A mais conhecida é o velcro, inspirado numa planta chamada bardana [os carrapichos da planta grudavam nas calças do engenheiro suíço Georges de Mestral em suas caminhadas pela mata. Observando a planta por microscópio, viu que tinha pequenos fi lamentos terminados em ganchos e copiou a ideia na invenção do velcro]. 
Em um artigo, o senhor menciona a autoprodução e a independência como ideais de Mahatma Gandhi. De alguma forma ele inspira a economia que se quer hoje? 
Gandhi tinha um tear, inclusive, e produzia as próprias roupas. Óbvio que a inspiração gandhiana não é voltar à Idade Média, em que cada um de nós deveria viver de forma autossuficiente. O que importa é a ligação entre ética e economia.

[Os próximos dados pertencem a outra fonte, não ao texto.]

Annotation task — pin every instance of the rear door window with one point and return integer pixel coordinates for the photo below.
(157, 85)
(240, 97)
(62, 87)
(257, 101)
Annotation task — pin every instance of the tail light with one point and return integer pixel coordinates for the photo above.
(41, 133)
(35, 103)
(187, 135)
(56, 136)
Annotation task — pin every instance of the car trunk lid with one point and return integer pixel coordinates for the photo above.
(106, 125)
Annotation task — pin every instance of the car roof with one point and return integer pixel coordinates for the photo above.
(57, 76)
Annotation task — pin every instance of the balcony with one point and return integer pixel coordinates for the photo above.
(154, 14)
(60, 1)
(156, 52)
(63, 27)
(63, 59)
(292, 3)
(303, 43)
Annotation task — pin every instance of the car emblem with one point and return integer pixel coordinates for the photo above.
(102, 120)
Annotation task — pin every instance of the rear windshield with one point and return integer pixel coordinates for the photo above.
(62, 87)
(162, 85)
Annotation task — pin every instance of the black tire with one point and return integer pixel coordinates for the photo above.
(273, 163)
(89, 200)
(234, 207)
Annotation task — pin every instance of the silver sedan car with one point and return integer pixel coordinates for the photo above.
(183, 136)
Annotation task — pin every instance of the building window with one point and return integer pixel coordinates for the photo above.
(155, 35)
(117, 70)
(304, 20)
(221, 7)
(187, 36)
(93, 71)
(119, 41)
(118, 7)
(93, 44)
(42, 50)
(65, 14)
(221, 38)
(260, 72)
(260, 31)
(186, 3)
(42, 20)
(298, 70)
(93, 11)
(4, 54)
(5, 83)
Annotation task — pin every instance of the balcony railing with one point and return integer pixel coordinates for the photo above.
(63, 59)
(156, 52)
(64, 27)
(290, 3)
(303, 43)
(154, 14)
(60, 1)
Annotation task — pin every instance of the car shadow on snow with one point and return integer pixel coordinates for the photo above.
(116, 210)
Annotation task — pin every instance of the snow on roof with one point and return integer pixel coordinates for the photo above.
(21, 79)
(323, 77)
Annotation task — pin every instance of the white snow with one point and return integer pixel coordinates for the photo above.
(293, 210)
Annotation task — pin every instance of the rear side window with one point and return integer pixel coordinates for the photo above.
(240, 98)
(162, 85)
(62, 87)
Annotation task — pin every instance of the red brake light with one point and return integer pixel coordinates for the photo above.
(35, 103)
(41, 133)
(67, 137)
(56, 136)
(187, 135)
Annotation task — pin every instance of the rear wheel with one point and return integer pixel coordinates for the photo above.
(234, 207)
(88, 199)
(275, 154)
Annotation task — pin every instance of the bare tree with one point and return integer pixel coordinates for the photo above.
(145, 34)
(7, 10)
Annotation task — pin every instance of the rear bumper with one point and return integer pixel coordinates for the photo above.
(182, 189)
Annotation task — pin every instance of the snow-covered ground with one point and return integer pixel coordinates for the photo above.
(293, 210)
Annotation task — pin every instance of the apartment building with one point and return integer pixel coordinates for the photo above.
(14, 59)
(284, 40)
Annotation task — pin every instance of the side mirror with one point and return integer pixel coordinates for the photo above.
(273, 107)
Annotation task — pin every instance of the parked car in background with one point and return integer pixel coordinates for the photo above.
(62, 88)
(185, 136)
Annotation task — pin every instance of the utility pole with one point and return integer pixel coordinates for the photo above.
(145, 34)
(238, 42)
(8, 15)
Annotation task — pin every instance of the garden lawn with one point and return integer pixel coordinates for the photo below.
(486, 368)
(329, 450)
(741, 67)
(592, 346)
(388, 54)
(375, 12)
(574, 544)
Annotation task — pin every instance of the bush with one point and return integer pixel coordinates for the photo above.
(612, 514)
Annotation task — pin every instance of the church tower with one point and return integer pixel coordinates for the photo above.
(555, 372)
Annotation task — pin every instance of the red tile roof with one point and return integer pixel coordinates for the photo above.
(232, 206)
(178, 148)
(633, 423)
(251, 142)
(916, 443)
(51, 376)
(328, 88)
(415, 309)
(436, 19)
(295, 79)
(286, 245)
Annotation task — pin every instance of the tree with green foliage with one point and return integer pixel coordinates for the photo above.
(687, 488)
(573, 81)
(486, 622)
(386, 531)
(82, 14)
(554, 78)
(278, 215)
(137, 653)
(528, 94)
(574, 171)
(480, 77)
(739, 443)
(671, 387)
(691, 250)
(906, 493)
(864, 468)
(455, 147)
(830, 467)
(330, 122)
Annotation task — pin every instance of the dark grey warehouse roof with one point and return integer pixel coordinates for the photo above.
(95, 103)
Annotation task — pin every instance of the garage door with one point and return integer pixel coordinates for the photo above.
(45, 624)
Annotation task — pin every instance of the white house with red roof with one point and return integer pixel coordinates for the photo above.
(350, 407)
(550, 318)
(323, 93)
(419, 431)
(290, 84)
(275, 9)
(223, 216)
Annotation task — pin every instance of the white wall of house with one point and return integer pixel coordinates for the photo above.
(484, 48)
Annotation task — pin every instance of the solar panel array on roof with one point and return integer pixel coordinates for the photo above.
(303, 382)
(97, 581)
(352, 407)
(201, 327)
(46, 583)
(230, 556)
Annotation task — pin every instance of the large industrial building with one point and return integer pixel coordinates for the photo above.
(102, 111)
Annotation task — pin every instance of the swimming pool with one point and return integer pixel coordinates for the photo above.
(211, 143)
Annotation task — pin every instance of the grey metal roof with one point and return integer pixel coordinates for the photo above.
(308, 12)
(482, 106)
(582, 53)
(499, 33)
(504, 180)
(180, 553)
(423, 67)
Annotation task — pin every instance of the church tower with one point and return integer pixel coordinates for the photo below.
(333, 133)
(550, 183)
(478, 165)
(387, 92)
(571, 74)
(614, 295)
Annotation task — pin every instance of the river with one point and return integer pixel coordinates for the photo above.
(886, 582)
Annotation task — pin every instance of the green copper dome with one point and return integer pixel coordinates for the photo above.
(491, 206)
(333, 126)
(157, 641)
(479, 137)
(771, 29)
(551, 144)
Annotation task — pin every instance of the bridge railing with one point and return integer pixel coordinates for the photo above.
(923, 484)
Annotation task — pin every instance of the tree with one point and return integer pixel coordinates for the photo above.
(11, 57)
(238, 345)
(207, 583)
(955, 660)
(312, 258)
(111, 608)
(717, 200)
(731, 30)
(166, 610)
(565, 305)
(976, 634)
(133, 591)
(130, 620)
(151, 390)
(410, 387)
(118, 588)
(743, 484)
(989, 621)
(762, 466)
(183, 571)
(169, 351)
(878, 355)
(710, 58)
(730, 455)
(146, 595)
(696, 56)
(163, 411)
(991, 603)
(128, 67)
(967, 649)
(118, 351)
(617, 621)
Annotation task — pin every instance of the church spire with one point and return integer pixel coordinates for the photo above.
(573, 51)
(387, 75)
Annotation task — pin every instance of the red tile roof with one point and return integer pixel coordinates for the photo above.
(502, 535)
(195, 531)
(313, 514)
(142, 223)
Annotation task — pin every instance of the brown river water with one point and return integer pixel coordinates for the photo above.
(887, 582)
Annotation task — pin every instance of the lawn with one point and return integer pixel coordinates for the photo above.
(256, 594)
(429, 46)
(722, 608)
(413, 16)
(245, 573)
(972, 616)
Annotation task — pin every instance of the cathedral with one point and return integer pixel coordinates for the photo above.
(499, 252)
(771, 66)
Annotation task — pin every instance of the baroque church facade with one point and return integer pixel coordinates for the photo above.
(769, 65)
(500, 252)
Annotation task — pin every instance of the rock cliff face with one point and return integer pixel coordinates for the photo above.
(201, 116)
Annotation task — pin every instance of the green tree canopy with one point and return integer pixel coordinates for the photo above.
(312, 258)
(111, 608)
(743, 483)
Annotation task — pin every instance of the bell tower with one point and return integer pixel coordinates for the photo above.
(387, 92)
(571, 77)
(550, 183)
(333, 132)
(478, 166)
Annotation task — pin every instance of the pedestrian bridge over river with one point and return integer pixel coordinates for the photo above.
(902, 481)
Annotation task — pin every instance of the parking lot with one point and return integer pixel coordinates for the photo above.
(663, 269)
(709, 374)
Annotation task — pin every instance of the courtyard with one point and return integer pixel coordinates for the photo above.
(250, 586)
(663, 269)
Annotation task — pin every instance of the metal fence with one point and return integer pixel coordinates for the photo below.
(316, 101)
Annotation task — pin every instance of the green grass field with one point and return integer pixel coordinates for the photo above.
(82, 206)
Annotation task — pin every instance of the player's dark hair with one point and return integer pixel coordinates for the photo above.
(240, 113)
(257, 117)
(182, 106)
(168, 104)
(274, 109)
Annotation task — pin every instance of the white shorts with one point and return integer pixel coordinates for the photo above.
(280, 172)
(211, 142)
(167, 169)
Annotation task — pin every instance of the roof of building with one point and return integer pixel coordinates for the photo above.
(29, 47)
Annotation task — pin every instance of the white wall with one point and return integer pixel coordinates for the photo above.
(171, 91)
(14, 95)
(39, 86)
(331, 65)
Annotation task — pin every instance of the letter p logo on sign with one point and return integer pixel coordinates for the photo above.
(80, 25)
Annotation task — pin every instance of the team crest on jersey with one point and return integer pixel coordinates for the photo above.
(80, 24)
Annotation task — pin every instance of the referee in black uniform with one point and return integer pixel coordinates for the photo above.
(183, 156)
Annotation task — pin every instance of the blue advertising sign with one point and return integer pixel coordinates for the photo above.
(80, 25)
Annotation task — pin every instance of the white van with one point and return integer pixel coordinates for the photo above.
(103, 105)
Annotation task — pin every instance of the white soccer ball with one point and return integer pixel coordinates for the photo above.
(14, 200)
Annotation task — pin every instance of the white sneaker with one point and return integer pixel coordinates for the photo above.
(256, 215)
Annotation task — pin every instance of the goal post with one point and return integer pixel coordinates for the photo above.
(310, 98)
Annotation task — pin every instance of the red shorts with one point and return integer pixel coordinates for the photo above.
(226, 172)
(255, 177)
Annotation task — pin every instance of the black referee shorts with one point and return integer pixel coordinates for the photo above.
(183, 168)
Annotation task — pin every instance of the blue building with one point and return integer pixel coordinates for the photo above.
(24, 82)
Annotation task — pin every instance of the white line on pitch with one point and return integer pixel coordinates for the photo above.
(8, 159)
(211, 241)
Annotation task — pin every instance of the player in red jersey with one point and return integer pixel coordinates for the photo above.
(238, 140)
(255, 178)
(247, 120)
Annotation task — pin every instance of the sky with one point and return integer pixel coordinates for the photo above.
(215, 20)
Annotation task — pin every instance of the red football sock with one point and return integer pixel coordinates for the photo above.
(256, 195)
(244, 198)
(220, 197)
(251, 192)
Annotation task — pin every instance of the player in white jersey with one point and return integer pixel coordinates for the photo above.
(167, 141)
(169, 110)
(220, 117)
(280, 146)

O fato de que os bens materiais são instrumentos. O desenvolvimento econômico é de natureza ética. Não é só crescimento de oferta, mas a possibilidade de que as pessoas encontrem os meios para uma vida melhor. Outro ponto importante dele é a noção de limite. É importante que a produção e o consumo tenham por base respeitar os ecossistemas, que são limitados.

Essa economia pode ser aplicada por mim e por você no nosso dia a dia. 
A mensagem de Ghandi tem que ser adaptada ao nosso tempo. O consumo que produz bem-estar para os indivíduos apoia-se em respeito e interação com a comunidade. E é fundamental que amplie as chances de o indivíduo florescer, ter saúde, informação e abertura a novas oportunidades e experiências.
Isso seria um karma melhor para a economia? 
Existe, afinal, um lado de espiritualidade nessa disciplina? Sim, seria. Tem espiritualidade, desde que dissociada de religião. Pois a espiritualidade existe independentemente de seu conteúdo ser religioso ou não. Ela nos ajuda a ter uma relação melhor com as outras pessoas, outros seres vivos e, portanto, com nós mesmos. O consumo pode ampliar nossas possibilidades espirituais, contemplativas, de interação social e de novos horizontes de cultura: isso pode ocorrer numa refeição, diante de um rio limpo, na escuta de uma bela música, na leitura de um bom livro, na conversa com um amigo ou na interação amorosa. Consumo não pode ser o avesso do que nos é mais nobre. Se for, é porque há algo muito errado com ele.